Unlike the firing of cruise missiles from four days earlier, the latest provocation from Pyongyang directly runs afoul of the UN Resolution on North Korea, prohibiting the firing of any projectile using ballistic missile technologies. Some raised the concern about the possibility that it might have been an SLBM, which can directly pose a threat to the mainland U.S. But Seoul’s response is somewhat lukewarm rather than being careful. While an emergency NSC Standing Committee was convened, it merely ended up expressing “deep concerns,” drawing sharp contrast against Japanese Prime Minister Yoshihide Suga’s strong condemnation on the North’s violation of UN Resolution.
North Korea’s intention is obvious. The communist regime must be aiming at winning concessions such as easing of sanctions by flexing its military muscles before the Biden administration sets up a new North Korea policy. Indeed, Pyongyang is poised to put into action the plan of “March fraught with war and crises” as it had warned, saying, “Making trouble that will keep you awake at night.” There is also a possibility that the communist regime might continue to escalate their provocations until April 15, the birthday of the North’s founding father Kim Il Sung. Another factor at work should be its confidence about China’s backing, stemming from their latest exchange of verbal messages between Beijing and Pyongyang.

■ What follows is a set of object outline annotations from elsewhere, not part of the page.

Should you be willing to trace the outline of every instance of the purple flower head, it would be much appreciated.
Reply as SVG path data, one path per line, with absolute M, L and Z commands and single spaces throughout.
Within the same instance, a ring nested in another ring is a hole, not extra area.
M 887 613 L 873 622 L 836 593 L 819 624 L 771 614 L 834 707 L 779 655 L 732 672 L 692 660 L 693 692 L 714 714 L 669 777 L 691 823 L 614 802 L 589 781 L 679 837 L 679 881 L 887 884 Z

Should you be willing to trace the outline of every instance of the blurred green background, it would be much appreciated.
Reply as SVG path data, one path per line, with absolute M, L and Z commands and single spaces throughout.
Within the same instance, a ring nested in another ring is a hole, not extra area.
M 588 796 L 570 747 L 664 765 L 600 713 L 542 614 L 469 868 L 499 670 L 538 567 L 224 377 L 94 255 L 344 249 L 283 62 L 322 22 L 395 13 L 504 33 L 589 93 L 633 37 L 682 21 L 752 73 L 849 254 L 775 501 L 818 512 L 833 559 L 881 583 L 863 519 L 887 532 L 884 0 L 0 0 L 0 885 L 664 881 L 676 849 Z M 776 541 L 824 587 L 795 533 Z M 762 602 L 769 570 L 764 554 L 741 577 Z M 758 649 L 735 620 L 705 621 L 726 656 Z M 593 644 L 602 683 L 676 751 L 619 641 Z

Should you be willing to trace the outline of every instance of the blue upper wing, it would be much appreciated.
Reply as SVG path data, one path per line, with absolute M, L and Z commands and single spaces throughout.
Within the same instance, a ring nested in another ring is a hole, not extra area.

But their typical provocations against the Biden administration will only backfire. Former U.S. President Donald Trump used to shrug off North Korea’s missiles-firing as “short-range,” and Seoul’s responses were also lukewarm. By contrast, Biden refuses to separate the North’s threats into short and long ranges or Seoul and Washington. The Joint Communique of the 2+2 ministerial meeting (diplomatic and defense ministers) stresses a “complete implementation of UN Resolution.” The Biden administration has made clear that it will consider all types of ballistic missiles as violation of UN Resolution regardless of their ranges.

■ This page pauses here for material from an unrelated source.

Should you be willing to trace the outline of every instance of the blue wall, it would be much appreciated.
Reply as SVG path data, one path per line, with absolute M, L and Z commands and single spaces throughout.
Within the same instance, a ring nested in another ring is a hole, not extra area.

Seoul and Washington must resolutely handle North Korea’s provocations as both allies and members of international community. While it is also important to bring them to a negotiation table for denuclearization, Seoul must first address Pyongyang’s vicious patterns of committing wrongdoings for compensation and trying to drive a wedge between South Korean and the U.S. That would be the only way for Seoul to restore mutual trust with Washington and rebuild the sanctions regime against Pyongyang.